Ahead of tomorrow’s International Women’s Day, International Hockey Federation (FIH) Executive Board member Hazel Kennedy today joined the panel discussion 'Translating policies into practice - a framework to inspire change' at the 2nd International Federation Women in Leadership Forum currently underway in Lausanne, Switzerland.
Hockey has a good story to tell. Looking at the pure participation numbers, the sport is played by as many girls and women as by boys and men and gender equality is also being embraced within the organisational structures.
Today, this was also recognised by other panel speakers who highlighted the gender balance at Board level in hockey as exemplary. With seven out of 16 FIH Board Members women, FIH is already surpassing IOC recommendations of having at least 30% of Executive Board Members female.
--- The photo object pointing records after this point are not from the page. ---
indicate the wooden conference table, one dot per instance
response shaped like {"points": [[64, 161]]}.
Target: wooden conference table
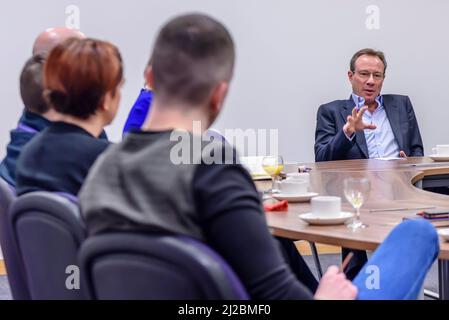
{"points": [[392, 187]]}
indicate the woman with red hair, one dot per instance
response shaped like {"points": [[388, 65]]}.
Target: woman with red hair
{"points": [[82, 80]]}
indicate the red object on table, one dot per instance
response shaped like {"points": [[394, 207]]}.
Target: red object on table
{"points": [[276, 207]]}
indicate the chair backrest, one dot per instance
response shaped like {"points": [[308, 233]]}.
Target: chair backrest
{"points": [[11, 255], [125, 266], [49, 232]]}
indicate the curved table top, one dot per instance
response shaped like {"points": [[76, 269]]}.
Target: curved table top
{"points": [[392, 187]]}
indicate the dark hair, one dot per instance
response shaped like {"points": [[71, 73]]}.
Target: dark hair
{"points": [[79, 73], [369, 52], [192, 54], [31, 85]]}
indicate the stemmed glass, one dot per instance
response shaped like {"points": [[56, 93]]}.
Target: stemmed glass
{"points": [[273, 166], [356, 192]]}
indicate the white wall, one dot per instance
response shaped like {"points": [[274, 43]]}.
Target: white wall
{"points": [[292, 56]]}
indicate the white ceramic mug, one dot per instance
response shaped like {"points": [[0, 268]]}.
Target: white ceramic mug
{"points": [[294, 187], [326, 207], [291, 167], [441, 150], [299, 176]]}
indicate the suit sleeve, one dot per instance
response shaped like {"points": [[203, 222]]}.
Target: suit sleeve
{"points": [[331, 142], [416, 144]]}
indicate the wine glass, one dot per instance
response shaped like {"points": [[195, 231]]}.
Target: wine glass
{"points": [[273, 166], [356, 192]]}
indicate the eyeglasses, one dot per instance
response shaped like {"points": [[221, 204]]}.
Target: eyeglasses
{"points": [[366, 75]]}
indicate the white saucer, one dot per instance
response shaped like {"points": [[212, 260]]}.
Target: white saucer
{"points": [[444, 233], [438, 158], [321, 221], [295, 198]]}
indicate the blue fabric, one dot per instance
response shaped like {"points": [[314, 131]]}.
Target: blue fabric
{"points": [[139, 111], [401, 262], [381, 142], [332, 144], [58, 159], [19, 138]]}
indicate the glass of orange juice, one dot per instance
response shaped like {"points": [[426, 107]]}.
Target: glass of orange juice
{"points": [[273, 166]]}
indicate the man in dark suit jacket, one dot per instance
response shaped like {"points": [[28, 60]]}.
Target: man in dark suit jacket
{"points": [[367, 126], [389, 129]]}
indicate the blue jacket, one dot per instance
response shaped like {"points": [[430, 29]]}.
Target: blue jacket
{"points": [[332, 144], [139, 111]]}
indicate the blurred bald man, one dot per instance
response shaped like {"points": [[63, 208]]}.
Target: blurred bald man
{"points": [[37, 116], [50, 38]]}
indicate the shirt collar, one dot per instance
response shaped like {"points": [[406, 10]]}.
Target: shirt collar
{"points": [[34, 121], [360, 101]]}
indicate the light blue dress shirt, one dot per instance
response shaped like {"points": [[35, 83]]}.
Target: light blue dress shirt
{"points": [[381, 142]]}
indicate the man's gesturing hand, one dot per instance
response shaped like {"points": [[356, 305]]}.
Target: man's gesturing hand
{"points": [[355, 122]]}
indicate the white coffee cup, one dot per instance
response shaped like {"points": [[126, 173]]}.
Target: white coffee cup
{"points": [[294, 187], [299, 176], [441, 150], [326, 207], [291, 167]]}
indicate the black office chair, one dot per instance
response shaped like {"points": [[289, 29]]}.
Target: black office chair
{"points": [[11, 255], [49, 231], [124, 266]]}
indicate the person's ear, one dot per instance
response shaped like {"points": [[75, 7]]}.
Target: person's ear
{"points": [[218, 96], [148, 74], [350, 75]]}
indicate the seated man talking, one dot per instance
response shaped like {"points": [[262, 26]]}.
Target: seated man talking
{"points": [[155, 181]]}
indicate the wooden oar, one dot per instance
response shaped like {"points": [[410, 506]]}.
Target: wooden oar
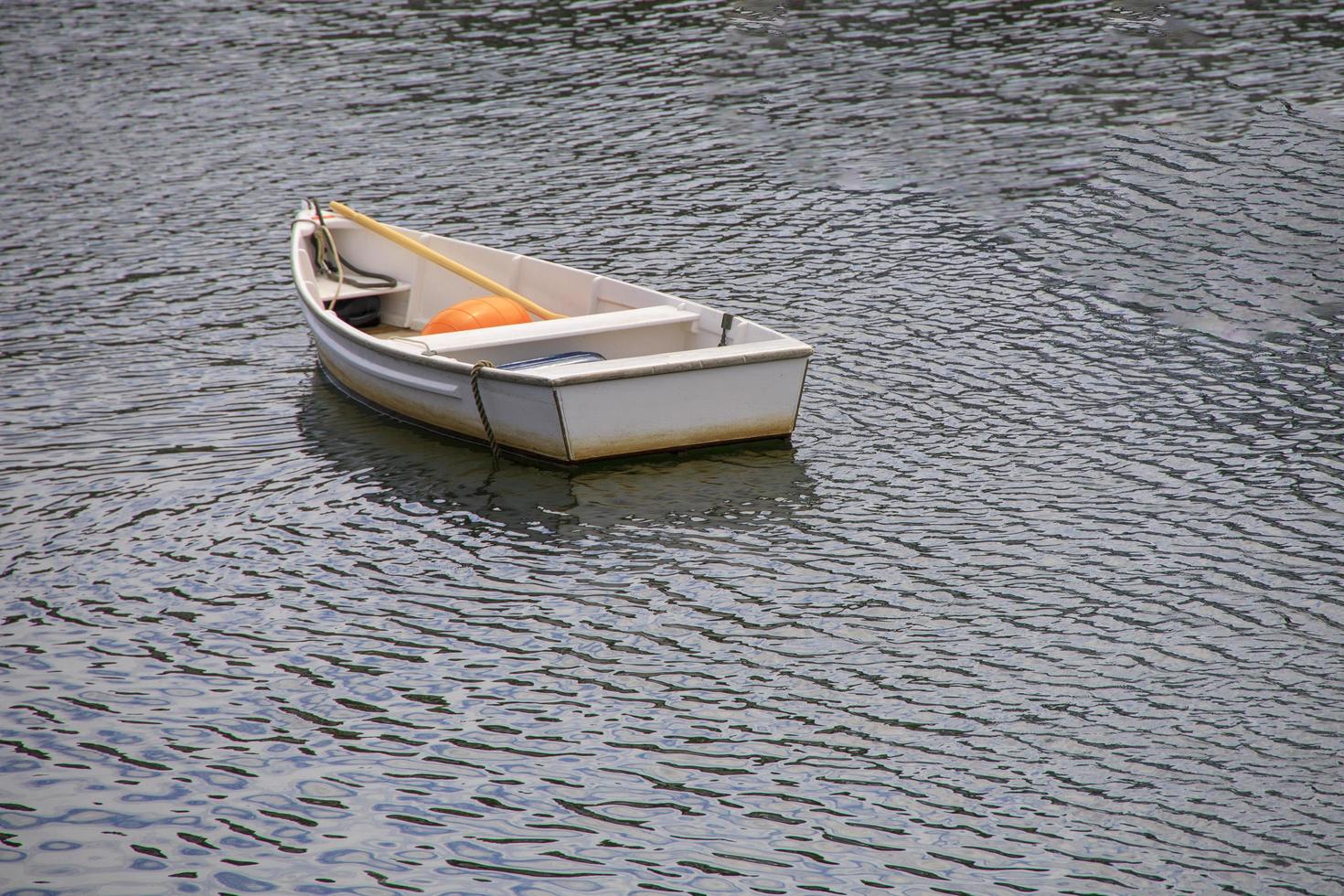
{"points": [[443, 261]]}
FIH’s Hazel Kennedy is also Secretary General of the National Olympic Committee of Zambia and President of the Zambian Hockey Federation. She was elected to the 16 person FIH Executive Board during Congress in November.
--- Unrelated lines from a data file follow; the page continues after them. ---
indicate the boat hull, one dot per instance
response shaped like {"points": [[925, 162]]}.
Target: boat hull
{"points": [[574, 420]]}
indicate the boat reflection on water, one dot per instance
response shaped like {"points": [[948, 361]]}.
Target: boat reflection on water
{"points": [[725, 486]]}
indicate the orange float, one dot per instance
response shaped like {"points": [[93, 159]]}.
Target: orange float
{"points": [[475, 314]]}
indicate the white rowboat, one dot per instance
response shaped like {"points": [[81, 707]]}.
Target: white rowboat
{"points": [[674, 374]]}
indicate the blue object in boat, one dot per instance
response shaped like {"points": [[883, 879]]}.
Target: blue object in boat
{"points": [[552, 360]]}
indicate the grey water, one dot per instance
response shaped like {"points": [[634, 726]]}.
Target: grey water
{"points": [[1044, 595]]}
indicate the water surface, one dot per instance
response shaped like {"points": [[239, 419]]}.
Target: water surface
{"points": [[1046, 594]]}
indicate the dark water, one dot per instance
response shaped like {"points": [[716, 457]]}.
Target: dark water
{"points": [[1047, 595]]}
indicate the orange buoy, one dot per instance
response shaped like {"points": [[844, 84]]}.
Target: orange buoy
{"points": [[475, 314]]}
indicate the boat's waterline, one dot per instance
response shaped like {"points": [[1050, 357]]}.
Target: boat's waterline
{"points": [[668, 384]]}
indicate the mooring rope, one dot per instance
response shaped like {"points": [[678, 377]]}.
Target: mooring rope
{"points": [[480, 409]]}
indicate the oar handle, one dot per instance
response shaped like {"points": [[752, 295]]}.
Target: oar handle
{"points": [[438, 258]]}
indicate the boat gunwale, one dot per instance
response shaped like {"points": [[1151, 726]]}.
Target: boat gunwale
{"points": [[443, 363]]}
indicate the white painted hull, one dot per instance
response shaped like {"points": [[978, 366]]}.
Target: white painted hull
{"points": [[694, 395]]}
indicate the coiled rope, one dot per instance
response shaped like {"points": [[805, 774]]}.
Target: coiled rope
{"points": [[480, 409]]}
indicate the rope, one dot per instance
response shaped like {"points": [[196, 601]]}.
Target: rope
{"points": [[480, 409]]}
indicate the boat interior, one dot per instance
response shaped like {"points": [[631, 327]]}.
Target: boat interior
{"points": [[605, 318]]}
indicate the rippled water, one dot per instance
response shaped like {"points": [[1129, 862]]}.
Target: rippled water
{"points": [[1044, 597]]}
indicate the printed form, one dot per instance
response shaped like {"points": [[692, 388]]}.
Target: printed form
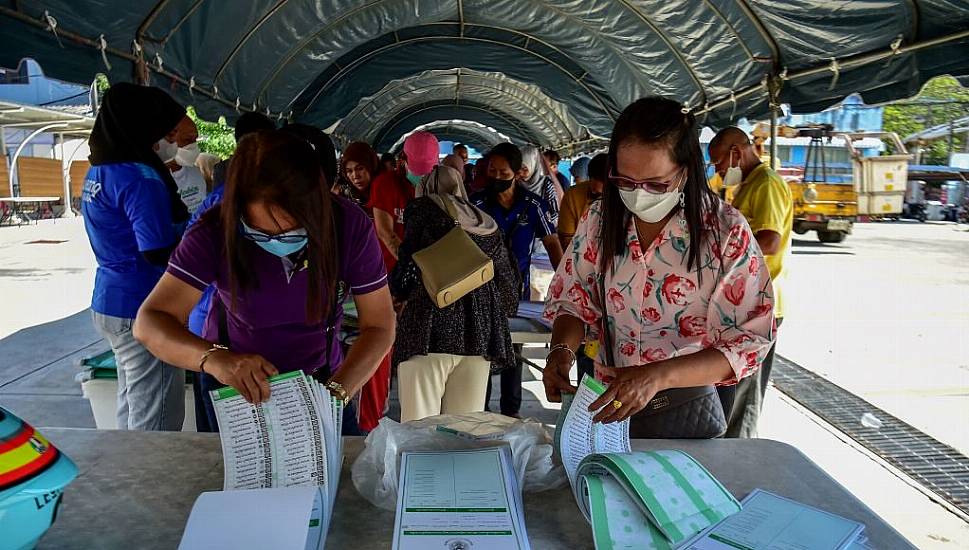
{"points": [[581, 437], [459, 499]]}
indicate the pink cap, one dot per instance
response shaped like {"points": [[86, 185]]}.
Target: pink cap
{"points": [[422, 153]]}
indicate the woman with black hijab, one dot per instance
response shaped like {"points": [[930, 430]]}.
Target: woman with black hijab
{"points": [[133, 216]]}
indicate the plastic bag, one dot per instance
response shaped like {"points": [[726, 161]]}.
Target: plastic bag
{"points": [[375, 471]]}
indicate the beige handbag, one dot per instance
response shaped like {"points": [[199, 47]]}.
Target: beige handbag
{"points": [[454, 265]]}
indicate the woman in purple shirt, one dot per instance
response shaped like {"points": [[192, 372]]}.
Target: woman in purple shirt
{"points": [[282, 254]]}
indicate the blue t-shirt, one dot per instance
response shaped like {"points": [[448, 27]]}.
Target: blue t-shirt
{"points": [[196, 319], [126, 212], [529, 218]]}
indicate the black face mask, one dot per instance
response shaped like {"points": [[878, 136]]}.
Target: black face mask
{"points": [[499, 186]]}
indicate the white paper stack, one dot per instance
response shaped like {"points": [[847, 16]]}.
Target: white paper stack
{"points": [[292, 440]]}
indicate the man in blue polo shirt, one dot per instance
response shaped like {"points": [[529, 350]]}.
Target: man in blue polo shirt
{"points": [[133, 214], [523, 217]]}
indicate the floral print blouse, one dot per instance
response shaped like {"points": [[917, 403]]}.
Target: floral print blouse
{"points": [[657, 308]]}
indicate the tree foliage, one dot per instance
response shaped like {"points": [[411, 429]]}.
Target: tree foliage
{"points": [[217, 137], [941, 101]]}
Today, Hazel shared her experiences as a female sports leader at national as well as international level with the more than 60 participants from International (IFs) and National Federations (NFs) attending the Forum.
Jointly organised by the International Olympic Committee (IOC) and the Association of Summer Olympic International Federations (ASOIF), the event works to bridge gender gap in sport by combining training and mentoring sessions as well as topical debates.
While women’s participation in sport is still a major cause for concern across many sports in many countries, hockey has been making strides in this area for many years. Hazel Kennedy said: “I believe the key is to support women empowerment at national level. If you do not develop female leaders at local and national level, you will not find them in international sport. International Federations can play an important role in supporting national efforts”.
In hockey there is a good example when it comes to the development of top level female coaches who are still in a minority. Through its Hockey Academy’s Women in Elite Coaching Initiative, FIH is working hard to redress the balance and aims to raise the number of female coaches at elite level, especially within the top 12 ranked nations.
Re-live the panel discussion here.
Across the world, the hockey community will join International Women’s Day tomorrow on 8 March and celebrate its bold claim that the sport is ‘Equally Amazing’. Check out #BeBoldForChange.
Tomorrow, FIH will also participate in a roundtable discussion organised by the United Nations (UN) Office in Geneva and the Permanent Mission of Switzerland to the UN on the role of sports in promoting gender equality and women’s empowerment.